"Unterleuten": gelungene Romanverfilmung ohne Schnickschnack
Das ZDF hat den Roman von Juli Zeh in drei 90-Minütern verfilmt und zeigt diese allesamt zur Primetime. Ein mutiges Unterfangen, das es verdient hätte, mit einer ordentlichen Quote belohnt zu werden.
Dreimal 90 Minuten Zeit schenkt das ZDF einem dem meistdiskutierten deutschen Romane der letzten Jahre: Juli Zehs Bestseller "Unterleuten". Als Status Quo des deutschen Gegenwartsromans wurde das Buch gefeiert, weil es in Form einer zerbrechenden Dorfgemeinschaft im Brandenburgischen vom Menschen an sich erzählt. Umgeben von goldenen Getreidefeldern liegt dort ein fiktives dörfliches Idyll mit altbekannten Stärken und Schwächen. Hier ist es ruhig, die Menschen haben Platz, alles geht in gemächlicher Ruhe vonstatten. Nur das Geldverdienen fällt in Unterleuten schwer. Zumindest, wenn man nicht zu den Zugereisten gehört, die noch zu ihren Jobs nach Berlin pendeln.

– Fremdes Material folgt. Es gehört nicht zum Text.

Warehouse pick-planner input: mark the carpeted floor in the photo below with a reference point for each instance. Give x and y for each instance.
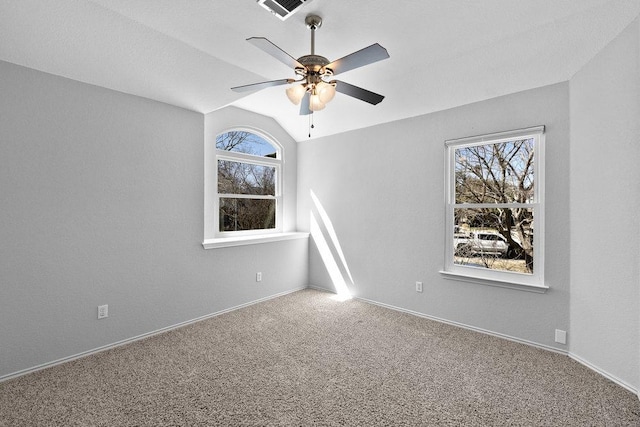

Viele der Alteingesessenen arbeiten in der Landwirtschaft – beim knorrigen Unternehmer Gombrowski (Thomas Thieme), der schon zu DDR-Zeiten die LPG leitete. Dombrowskis Gegenspieler ist ein stets skeptischer Senior namens Kron (Hermann Beyer), der andeutet, dass der Patriarch Leichen aus alter Zeit im Keller liegen hat.
Krons Tochter Kathrin (Bettina Lamprecht) hat die schlechte Laune der Vätergeneration allerdings nicht geerbt. Mit ihrem Schriftsteller-Mann (Bjarne Mädel), dessen zeitlupenhafte Arbeit an einem Bühnenstück sie freundlich erträgt, und der gemeinsamen kleinen Tochter "Krönchen" verbringt sie schon ihr gesamtes Leben in Unterleuten. Auch Bürgermeister Arne Seidel (Jörg Schüttauf) gehört zum Alt-Inventar. Er sieht sich als Agent des Ausgleichs zwischen alt und neu im dünn bevölkerten Berliner Umland. Neu sind hingegen die Zugezogenen wie der Wissenschaftler Dr. Gerhard Fließ (Ulrich Noethen) mit seiner deutlich jüngeren Frau Jule (Rosalie Thomass) und dem gemeinsamen Baby. Auch Linda Franzen (Miriam Stein) und ihr Freund Frederick (Jacob Matschenz), sind Städter, die sich hier ein altes Häuschen gekauft haben. Linda träumt von einem Reiterhof und will eine erfolgreiche Unternehmerin werden.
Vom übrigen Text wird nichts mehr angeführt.